Since March of 2020, we’ve seen incredible changes to the business landscape. Operations, employee collaboration, and business processes have all changed as a result of offices closing and businesses choosing to keep their employees remote. As we hit the mid-way point of 2021, businesses are settling into what is considered the “new-normal,” and a significant part of this new business landscape revolves around novel technology. More specifically, organizations that want to stay competitive must create environments that foster learning, digital proficiency, and virtual collaboration. One of the most important aspects of these changes is implementing a strong technology transformation program that puts employees in a position to succeed in their roles. Whether your organization is overhauling its entire technology system or simply choosing to implement new software or processes, it is important that you have a strong plan for success in place.

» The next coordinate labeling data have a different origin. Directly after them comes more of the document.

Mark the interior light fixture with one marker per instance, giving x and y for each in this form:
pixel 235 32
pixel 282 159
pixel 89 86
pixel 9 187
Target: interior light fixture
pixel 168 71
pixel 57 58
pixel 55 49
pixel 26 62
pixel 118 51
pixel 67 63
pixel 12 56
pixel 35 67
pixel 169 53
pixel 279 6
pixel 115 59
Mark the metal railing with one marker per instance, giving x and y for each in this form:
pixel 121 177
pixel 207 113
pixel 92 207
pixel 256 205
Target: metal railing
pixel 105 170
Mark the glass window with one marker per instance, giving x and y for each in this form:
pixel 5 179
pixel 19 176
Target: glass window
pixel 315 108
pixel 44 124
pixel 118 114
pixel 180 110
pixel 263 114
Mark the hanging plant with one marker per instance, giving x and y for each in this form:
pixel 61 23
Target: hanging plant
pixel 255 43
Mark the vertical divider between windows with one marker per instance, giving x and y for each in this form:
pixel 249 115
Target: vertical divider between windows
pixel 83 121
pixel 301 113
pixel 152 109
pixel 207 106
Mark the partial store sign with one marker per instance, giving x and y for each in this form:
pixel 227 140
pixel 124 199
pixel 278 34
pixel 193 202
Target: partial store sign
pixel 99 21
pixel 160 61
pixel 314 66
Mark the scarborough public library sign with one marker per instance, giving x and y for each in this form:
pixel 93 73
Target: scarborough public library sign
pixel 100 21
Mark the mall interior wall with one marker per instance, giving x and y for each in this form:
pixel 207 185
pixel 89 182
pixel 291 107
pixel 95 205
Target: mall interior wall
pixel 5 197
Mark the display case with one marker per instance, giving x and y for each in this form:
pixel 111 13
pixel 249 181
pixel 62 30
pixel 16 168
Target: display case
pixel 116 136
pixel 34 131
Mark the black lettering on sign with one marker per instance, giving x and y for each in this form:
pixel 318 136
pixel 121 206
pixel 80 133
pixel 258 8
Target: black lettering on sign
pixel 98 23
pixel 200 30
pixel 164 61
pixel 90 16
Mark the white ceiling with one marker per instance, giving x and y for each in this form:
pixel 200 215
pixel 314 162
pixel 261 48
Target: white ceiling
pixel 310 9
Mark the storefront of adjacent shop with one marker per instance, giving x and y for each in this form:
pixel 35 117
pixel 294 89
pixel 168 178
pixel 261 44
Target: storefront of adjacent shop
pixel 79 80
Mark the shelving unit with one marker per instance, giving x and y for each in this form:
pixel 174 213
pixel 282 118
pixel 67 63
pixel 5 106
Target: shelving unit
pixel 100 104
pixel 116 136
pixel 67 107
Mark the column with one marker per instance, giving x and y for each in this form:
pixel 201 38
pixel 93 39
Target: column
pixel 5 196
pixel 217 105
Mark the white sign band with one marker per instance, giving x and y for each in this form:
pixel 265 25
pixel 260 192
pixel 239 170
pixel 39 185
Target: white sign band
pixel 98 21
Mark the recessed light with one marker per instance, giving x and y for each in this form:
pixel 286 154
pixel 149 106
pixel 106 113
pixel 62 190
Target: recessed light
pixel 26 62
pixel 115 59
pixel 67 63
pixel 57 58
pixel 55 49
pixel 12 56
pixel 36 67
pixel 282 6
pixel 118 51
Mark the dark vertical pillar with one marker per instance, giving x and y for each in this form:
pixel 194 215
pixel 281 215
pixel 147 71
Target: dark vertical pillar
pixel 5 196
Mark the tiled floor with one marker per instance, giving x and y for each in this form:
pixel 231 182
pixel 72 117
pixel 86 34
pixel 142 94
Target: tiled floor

There are many new business technologies that are bursting onto the scene in 2021, including AI, remote onboarding and collaboration, comprehensive HR tech, and more. While these may seem like tools for the future, they are quickly becoming the present, and your business should be prepared to implement them quickly and efficiently. A technology training program is often the best answer to these needs.
When creating a training program, we always focus on putting the learner first. Technology transformation is no different—new technologies you purchase and implement are only as strong as their users, so you need to make sure you are creating a learning solution that works for them. We always recommend considering learner incentive, context, and support.
Incentive. Many new technologies and software may seem redundant, threatening, or useless to your employees, especially when replacing processes and systems that have been in place for decades. For example, overhauling your Human Resources department with a comprehensive HR technology suite will certainly require employee education and support. Employees will need to know the reason for this change. This is a great opportunity to explain to your workers how this new tech will positively impact their work lives and make their jobs easier. Providing incentive is a necessary part of successful technology adoption, and it can be done either as a part of the final learning solution or as a standalone initiative.
Context. Much like incentive, context is a necessary part of ensuring your technology transformation goes smoothly. As an organizational leader, it is your responsibility to determine to what degree employees need to know why you are choosing to implement a new software or technology. As learning and development professionals, we recommend you do everything you can to create a supportive and informative environment for your learners, and that includes giving them information on your decision-making process. Context should be broad enough so as not to overwhelm your employees but specific enough so they understand where you are coming from.
Support. The entire technology transformation and adoption process requires support for your employees. Give your employees multiple opportunities and ways in which they can learn how, why, and when to use the new tech you’ve chosen to implement. Some great examples of learner support are online help centers, open-door policies, and follow-up sessions with subject matter experts and upper management. Learners who are supported throughout the process will retain information better and feel more valued.
Another critical factor of technology transformation that is important to consider is knowing when to adopt new software, processes, and tech. While this varies for each organization, here are five questions you can ask to better understand and flesh out your whether or not adopting new technology is right for you.
- Is the change necessary? In other words, would your organization be at a disadvantage if they didn’t adopt this new technology? A great example of a recent necessary tech adoption is video conferencing software. Without the likes of Zoom, Teams, or GoTo Meeting, many companies would simply not be able to function.
- Is the all-in cost worth it in the short-term? What about the long-term?
- Can this technology be a part of a larger adoption? If your team really needs a new digital collaboration tool, have you considered the adoption of a larger suite-like solution such as Microsoft Office?
- Is the business impact measurable? Do you have metrics in place to ensure you know how the new technology is performing in your organization?
- What does success look like? How will you know whether or not the process was successful and effective?
Technology transformation is a complicated process. If you put in the work up front and find a trusted L&D partner, you can make the transition and adoption easy for yourself and your employees. As you consider your technology adoption, ensure you are putting the needs of your learners first. Supporting employees, keeping them up to date, and providing an environment in which they are motivated to learn will save you time and money.